Distinguishing Between Venomous and Non-Venomous Snakes
North Carolina’s non venomous snakes have many tiny teeth. These small teeth will make superficial cuts similar to briar scratches. If you, a child or a pet is bitten by a nonvenomous snake, the bite will look like a horseshoe of tiny scratches. Clean the area well with soap and water and wipe it with hydrogen peroxide. If only one or two puncture wounds are present, or if you are allergic to snakes, or if you are not sure the snake is nonvenomous, go to a doctor. Unlike venomous snakes, most nonvenomous snakes cannot bite through clothing.
Many times people kill snakes such as the young black or gray rat snake and the young racer snake, thinking they are copperheads. This is really a shame, because rat snakes and others do no harm and help keep the rodent and insect population down. Besides, most snakes — even venomous ones — are not aggressive and would rather avoid a confrontation with people. A snake can only strike with authority within a distance of one- half its body length. So a reasonable distance will keep you safe. Give the snake time to go on its way.
If a confrontation is unavoidable, how can you tell the difference between a venomous copperhead and a harmless rat snake? The rattlesnakes, copperhead, and cottonmouth are pit vipers. They are characterized by a pit between and slightly below the eye and nostril, long movable fangs, a vertically elliptical “cat’s eye” pupil, undivided scales on the underside of the tail, and a large triangular-shaped head that has a small, smooth, shiny cap over the nose. Nonvenomous snakes have round pupils, a large smooth cap over the top of the head past the eyes, divided scales on the underside of the tail, no pits and no long fangs.
- Copperhead (found throughout NC)
- Canebrake Rattlesnake (found throughout NC)
- Eastern Diamondback Rattlesnake (found in southeastern NC)
- Pigmy Rattlesnake (found in southeastern NC)
- Cottonmouth or Water Moccasin (found in wetland areas in the eastern half of NC)
- Coral Snake (the rarest, found in the south and southeastern areas of NC).
The odds of getting a serious snakebite in the Southeast are low for several reasons. The first is that only 6 of the more than 40 species of southeastern snakes are venomous. The second is that the five species with the most potent venom and greatest potential danger are less likely to bite a person than the sixth one. That sixth snake is the copperhead, North Carolina’s most numerous venomous snake.

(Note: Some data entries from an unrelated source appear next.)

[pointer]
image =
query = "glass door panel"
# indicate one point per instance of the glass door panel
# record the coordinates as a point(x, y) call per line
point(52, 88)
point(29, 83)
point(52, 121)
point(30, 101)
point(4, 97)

Keep in mind the reason for the copperhead’s popular name. A copperhead has a rusty patch on the top of its triangular-shaped head. Copperhead markings look like a string of rust-colored hourglasses. Incidentally, the hourglass shape is a warning sign elsewhere in nature, the black widow spider and the brown recluse spider come to mind. So think, ‘Hourglass shape, move in haste.’ Young copperheads are easily distinguished from nonvenomous snakes by the lemon-yellow tail, which young copperheads will retain for about a year.
If you or your pet are bitten by any snake that you suspect is venomous, get medial attention immediately. For the most part, if you let snakes alone, they’ll leave you alone.